Heidegger wiederum war der Überzeugung, doch noch eine „ursprünglichste“ Ebene der Sprache freilegen zu können, um dadurch ein wahrhaftiges Verhältnis zu unserem wahren Sein zu gewinnen, was ihn zur Betonung von Wortwurzelbedeutungen und neuen Wortschöpfungen geführt hat, und zum Schaffen von Gedichten. Seine philosophische Botschaft mündet in der Aufforderung an den Menschen, dichterisch zu leben. Ist also, wenn man es nicht beim Schweigen belassen will, und auch keinen metaphysischen Unsinn produzieren möchte, doch noch ein sprachlicher Ausdruck für philosophisch Relevantes möglich, nämlich die Poesie? Zweifellos, und es ist gewiss, dass uns die poetische Rede im Innersten berühren und in ein resonantes Verhältnis mit der lebendigen, leiblichen Wirklichkeit bringen kann. War’s das dann mit der Metaphysik? Gibt es keine einfache, unprätentiöse philosophische Formulierung all der Dinge, die für das menschliche Leben prinzipiell relevant sind? Wie gesagt, heute hat sich vielfach die Überzeugung durchgesetzt, dass die eindeutige Sprache daran scheitern muss. Ich glaube aber, dass es Keyserling gelungen ist zu zeigen, dass auf geometrischer und arithmetischer Grundlage ein philosophisches Orientierungswissen zu „formulieren“ möglich ist. Die Rationalität, die dieses Orientierungswissen in uns erwecken soll, ist keine, die sich im logischen Sprechen erschöpft. Denn sie ist in jedem Kommunizieren, auf allen möglichen Kanälen wirksam. Sie ist im Wort, in der Geste, im Laut, im Schrei, im Zirpen, im Rauschen, in der Sternenbahn und im Stein. Alles kann Zeichen sein und den Wesen, die in diesen Zeichen verstehen und kommunizieren, Sinn und Bedeutung geben.

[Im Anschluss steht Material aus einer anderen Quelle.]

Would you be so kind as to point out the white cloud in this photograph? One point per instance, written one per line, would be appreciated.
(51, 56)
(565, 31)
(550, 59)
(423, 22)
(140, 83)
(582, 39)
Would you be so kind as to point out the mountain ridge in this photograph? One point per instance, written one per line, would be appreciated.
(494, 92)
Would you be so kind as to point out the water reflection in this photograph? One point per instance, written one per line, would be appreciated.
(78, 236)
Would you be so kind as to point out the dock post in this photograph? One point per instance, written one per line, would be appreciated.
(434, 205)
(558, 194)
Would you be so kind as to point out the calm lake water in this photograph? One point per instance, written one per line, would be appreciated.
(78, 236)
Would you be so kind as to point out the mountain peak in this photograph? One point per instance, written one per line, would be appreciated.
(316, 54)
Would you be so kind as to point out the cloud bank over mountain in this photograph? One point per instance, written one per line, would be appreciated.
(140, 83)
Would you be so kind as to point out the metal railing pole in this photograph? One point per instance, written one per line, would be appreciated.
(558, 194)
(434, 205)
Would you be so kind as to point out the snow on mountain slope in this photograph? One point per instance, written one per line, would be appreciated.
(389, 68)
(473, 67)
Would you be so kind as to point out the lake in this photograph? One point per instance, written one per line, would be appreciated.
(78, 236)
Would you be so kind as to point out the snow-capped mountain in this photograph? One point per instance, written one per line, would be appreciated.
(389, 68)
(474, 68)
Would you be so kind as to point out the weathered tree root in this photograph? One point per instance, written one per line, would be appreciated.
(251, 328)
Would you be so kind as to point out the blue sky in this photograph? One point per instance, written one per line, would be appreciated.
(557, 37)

Die Welt ist keine bruchlose Einheit und Ganzheit, nur in manchen Momenten. Vielmehr sind Alle und Alles immer ein Disparates und Getrenntes, und immer ein Gefügtes und Zusammenfügbares. Alles besteht aus Elementen und Teilen, und das nicht nur, weil die menschliche Sprache künstliche Abgrenzungen erschafft. Differenzen, Grenzen und Vereinzelung gehören zum Ur-Bestand der Wirklichkeit. Bei einer solchen Vision der Wirklichkeit geht es darum, die disparaten Teile zur Ganzheit zu fügen, vor allem bei uns selbst. Denn selbstverständlich sind auch wir nicht ganz, leiden auf vielfältige Weise. Es fehlt uns an diesem und jenem, wir fürchten uns zu verlieren oder uns untreu zu werden, leiden darunter, etwas nicht leben zu können, oder dass ein Teil in uns stärker ist als das, was wir eigentlich wollen. Sich in seiner möglichen Ganzheit zu erlernen, die eigenen Potentiale bewusstmachen, die notwendigen und überflüssigen Abhängigkeiten und Leiden zu erkennen, um zur Spontanität einer freien, kreativen Lebensgestaltung durchzustoßen und aus den Fügungen zu leben, dafür könnte das Rad nützlich sein. Und es kann uns dabei helfen, immer wieder das gemeinsame Maß zu finden – nicht nur um uns als Gleiche zu sehen, sondern auch um einander in unserer vielfältigen Verschiedenheit zu erkennen und anzuerkennen.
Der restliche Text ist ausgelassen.